However, Trade Subcommittee Chairman Adrian Smith, R-Neb., said that some were talking about only partial retroactivity, or not refunding tariffs paid since GSP ended, in order to make the pay-for smaller, and potentially renew the program for a longer period. Smith said he doesn't support that position (see 2402230053).
Ways and Means member Rep. Don Beyer, D-Va., a pro-trade Democrat, said of that issue: "I've not talked to Adrian about it. It would certainly seem that the way politics works, that eliminating the retroactivity may make it easier going forward, because it makes it less expensive. And you can make the argument that the people who continued to trade, export and import over those years, didn't do it with the confidence GSP would be back. That was a risk that they were taking. In terms of a trade-off, if you could get five or six years moving forward, instead of three up and three back, that seems like a fair trade-off."
Neal said that a three-year renewal is "a good number" but that he was not pre-judging the length of renewal that is feasible. "You need some predictability," he said, so importers can plan about where to buy goods.
Smith also talked about the importance of passing a Miscellaneous Tariff Bill.
Neal said he didn't know if an MTB could move with a GSP bill, "but I'm always in favor of taking up Miscellaneous Tariff Bills. I think they solve a lot of problems."
Beyer agreed. "I'd love them to move together.

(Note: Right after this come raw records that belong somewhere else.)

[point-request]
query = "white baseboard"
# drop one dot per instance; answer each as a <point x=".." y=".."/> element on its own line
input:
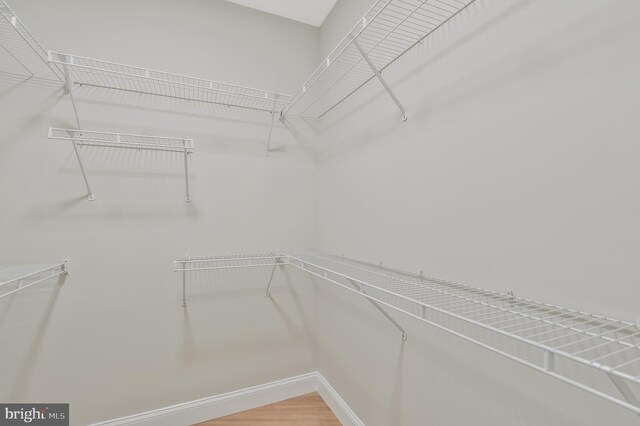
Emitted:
<point x="342" y="411"/>
<point x="225" y="404"/>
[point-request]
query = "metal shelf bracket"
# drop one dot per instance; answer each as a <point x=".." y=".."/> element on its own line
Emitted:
<point x="381" y="79"/>
<point x="362" y="289"/>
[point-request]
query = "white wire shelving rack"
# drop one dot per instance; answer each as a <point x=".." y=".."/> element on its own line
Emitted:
<point x="88" y="138"/>
<point x="20" y="277"/>
<point x="553" y="340"/>
<point x="83" y="71"/>
<point x="387" y="31"/>
<point x="20" y="46"/>
<point x="231" y="261"/>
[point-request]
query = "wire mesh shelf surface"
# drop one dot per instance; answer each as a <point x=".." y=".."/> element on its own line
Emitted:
<point x="99" y="73"/>
<point x="14" y="278"/>
<point x="20" y="52"/>
<point x="230" y="261"/>
<point x="388" y="30"/>
<point x="122" y="140"/>
<point x="557" y="334"/>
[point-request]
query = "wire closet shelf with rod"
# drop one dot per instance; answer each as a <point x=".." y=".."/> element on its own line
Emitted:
<point x="388" y="30"/>
<point x="109" y="140"/>
<point x="597" y="354"/>
<point x="15" y="278"/>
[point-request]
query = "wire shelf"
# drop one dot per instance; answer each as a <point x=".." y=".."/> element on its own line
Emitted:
<point x="122" y="140"/>
<point x="90" y="138"/>
<point x="386" y="32"/>
<point x="20" y="52"/>
<point x="111" y="75"/>
<point x="230" y="261"/>
<point x="18" y="278"/>
<point x="561" y="335"/>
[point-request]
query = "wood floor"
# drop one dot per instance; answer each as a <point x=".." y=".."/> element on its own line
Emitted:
<point x="305" y="410"/>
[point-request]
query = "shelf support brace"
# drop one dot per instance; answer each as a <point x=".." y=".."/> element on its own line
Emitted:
<point x="379" y="308"/>
<point x="69" y="88"/>
<point x="186" y="143"/>
<point x="273" y="116"/>
<point x="381" y="79"/>
<point x="625" y="390"/>
<point x="278" y="262"/>
<point x="184" y="284"/>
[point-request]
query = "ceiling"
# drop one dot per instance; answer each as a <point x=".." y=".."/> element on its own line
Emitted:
<point x="310" y="12"/>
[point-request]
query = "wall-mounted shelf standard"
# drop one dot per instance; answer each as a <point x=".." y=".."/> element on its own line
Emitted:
<point x="553" y="340"/>
<point x="111" y="75"/>
<point x="88" y="138"/>
<point x="231" y="261"/>
<point x="386" y="32"/>
<point x="18" y="278"/>
<point x="18" y="44"/>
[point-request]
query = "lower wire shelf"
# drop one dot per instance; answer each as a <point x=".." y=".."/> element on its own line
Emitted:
<point x="17" y="278"/>
<point x="579" y="348"/>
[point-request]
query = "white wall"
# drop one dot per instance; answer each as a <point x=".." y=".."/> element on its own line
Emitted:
<point x="113" y="340"/>
<point x="517" y="170"/>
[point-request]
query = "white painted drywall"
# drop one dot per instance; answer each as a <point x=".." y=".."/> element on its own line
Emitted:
<point x="517" y="170"/>
<point x="113" y="340"/>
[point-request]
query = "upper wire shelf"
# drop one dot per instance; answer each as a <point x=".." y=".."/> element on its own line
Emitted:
<point x="111" y="75"/>
<point x="23" y="53"/>
<point x="17" y="278"/>
<point x="559" y="336"/>
<point x="388" y="30"/>
<point x="230" y="261"/>
<point x="127" y="141"/>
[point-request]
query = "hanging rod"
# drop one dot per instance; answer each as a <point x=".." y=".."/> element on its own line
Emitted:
<point x="24" y="276"/>
<point x="111" y="75"/>
<point x="91" y="138"/>
<point x="388" y="30"/>
<point x="561" y="338"/>
<point x="230" y="261"/>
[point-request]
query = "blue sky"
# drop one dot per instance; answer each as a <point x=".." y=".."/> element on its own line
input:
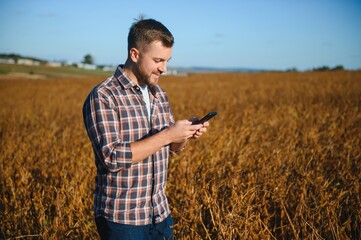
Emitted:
<point x="260" y="34"/>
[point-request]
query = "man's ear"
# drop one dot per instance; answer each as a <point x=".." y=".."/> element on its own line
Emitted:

I think we need to do both, and I don't know what the possibility is."
Neal said he and Tai also talked about trade with Ghana and Kenya, and establishing "a larger footprint for the United States in Africa. That's pretty consistent with my beliefs."
He added that the African Growth and Opportunity Act, which runs through Sept. 30, 2025, is "really important, and I don't think letting it lapse is a good idea."